Senate Democrats, including many who oppose the bill, plan to offer dozens of amendments on a variety of topics, including how valuable a house a bankruptcy filer can keep, whether someone charged with abortion-clinic violence can use bankruptcy laws to avoid paying penalties, and what privacy rules govern customer lists at bankrupt companies. If such controversial amendments are added to the Senate version, many lawmakers in the House and Senate who voted for the legislation last year could withdraw support and it could once again die.

The Consumer Federation and other consumer groups that oppose the bill say it is too hard on debtors who face financial hardship because of divorce, illness or job loss.

The credit card industry -- which made more than $ 6 million in campaign contributions in the first half of last year -- argues that bankruptcy law needs to be revamped to force those who can afford to repay some of their debt to do so. They say that while bankruptcies declined slightly last year, they still numbered 1.4 million, a steep increase from the 348,000 filings in 1984. And so far this year, bankruptcy filings are running ahead of last year's pace, and some lobbyists for the credit industry predict they could rise 10 percent to 20 percent for the year.

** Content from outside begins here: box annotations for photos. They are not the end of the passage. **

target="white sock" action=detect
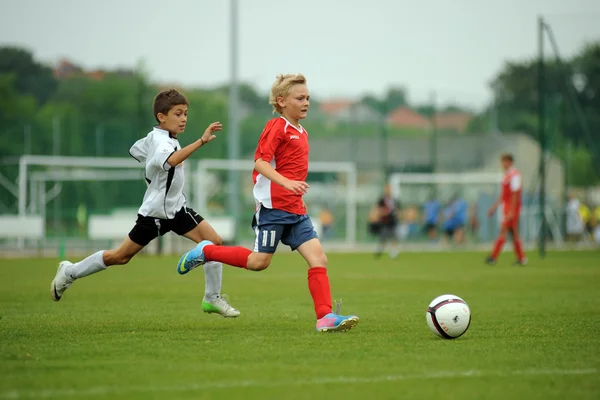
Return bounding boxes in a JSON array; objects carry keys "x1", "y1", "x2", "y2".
[
  {"x1": 65, "y1": 250, "x2": 106, "y2": 279},
  {"x1": 204, "y1": 261, "x2": 223, "y2": 300}
]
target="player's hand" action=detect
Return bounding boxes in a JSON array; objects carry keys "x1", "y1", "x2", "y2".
[
  {"x1": 202, "y1": 122, "x2": 223, "y2": 143},
  {"x1": 282, "y1": 179, "x2": 310, "y2": 196}
]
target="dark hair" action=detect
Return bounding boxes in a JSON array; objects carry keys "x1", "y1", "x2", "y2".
[
  {"x1": 154, "y1": 89, "x2": 189, "y2": 122},
  {"x1": 500, "y1": 153, "x2": 515, "y2": 162}
]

"If they are up," said Plunkett, "then a major factor is the economy, not abuse by consumers."

A study by the American Bankruptcy Institute, a nonpartisan research and education organization, found about 3 percent of people who file under Chapter 7 bankruptcy, which effectively wipes out debt, could afford to repay a portion of their debt under Chapter 13 bankruptcy. Lobbyists for the credit card industry say the figure is closer to 10 percent.